You should track the previous character and relevant spaces so that if you see
{ ',', ' ' }
or{ CHAR_IN_ALPHABET, ' '}
, you begin a chain, and a value representing the current path of execution. When you see any other character, the chain should break if the first sequence, and vice versa if the second sequence is detected. We'll be defining a function:We are defining a definite algorithm in which all execution paths are known, so for each unique possible state of execution, you should assign a numeric value increasing linearly beginning from zero using enums defined within the function for readability, and switch statements (unless goto and labels better models the behavior of the algorithm):
The number of possible execution states is equal to
2**ceil(log_2(n))
wheren
is the number of actual execution states relevant to the operation of the current algorithm.

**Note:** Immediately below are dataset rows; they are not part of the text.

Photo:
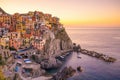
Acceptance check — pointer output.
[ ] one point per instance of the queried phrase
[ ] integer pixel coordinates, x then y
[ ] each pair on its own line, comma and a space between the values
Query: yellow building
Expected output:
4, 41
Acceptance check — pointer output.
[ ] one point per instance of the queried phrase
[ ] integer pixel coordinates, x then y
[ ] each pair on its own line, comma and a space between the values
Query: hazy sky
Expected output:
104, 13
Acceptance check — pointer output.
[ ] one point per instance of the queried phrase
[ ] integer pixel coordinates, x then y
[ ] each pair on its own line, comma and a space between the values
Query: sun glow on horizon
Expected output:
80, 13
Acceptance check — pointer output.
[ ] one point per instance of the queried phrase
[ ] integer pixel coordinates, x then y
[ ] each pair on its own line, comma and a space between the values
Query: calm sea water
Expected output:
103, 40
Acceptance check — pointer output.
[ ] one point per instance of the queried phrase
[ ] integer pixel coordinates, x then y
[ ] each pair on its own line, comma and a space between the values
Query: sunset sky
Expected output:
82, 13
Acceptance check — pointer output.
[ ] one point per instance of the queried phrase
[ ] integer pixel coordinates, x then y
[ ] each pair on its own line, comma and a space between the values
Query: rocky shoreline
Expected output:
43, 44
95, 54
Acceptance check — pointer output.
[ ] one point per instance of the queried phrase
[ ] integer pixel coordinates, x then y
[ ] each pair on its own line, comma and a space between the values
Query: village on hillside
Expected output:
22, 35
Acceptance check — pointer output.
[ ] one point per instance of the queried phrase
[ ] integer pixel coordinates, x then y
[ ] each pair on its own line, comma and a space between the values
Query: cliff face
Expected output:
60, 42
56, 43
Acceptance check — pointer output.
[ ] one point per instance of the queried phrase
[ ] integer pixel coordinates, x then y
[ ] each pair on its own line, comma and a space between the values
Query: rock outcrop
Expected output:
67, 72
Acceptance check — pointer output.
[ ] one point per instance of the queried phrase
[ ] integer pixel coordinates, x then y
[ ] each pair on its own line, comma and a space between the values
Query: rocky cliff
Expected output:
56, 43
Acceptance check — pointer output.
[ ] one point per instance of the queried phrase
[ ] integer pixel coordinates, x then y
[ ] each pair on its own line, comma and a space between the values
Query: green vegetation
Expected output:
1, 75
12, 48
1, 61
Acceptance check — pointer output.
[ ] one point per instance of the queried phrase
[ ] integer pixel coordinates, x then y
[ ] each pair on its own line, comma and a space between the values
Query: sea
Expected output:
102, 40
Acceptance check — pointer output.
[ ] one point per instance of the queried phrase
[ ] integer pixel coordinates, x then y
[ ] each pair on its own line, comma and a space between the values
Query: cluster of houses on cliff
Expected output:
21, 31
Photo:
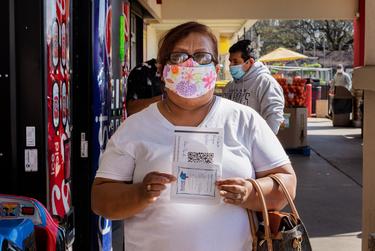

You should explicitly name them and make cases for them in the switch statement.In the
DEFAULT
case, we're only checking for commas and "legal" characters. If the previous character was a comma or legal character, and the current character is a space, then we want to set the state toWHITESPACE_CHAIN
.In the
WHITESPACE_CHAIN
case, we test if the current chain can be trimmed based on whether the character we began with was a comma or legal character. If the current character can be trimmed, it is simply skipped and we go to the next iteration until we hit another comma or legal character depending on what we're looking for, then set the execution state toDEFAULT
. If we determine this chain to not be trimmable, then we add all the characters we skipped and set the execution state back toDEFAULT
.The loop should look something like this:
Please kindly also use the word whitespace to describe these characters as that is what they are commonly known as, not "white chars".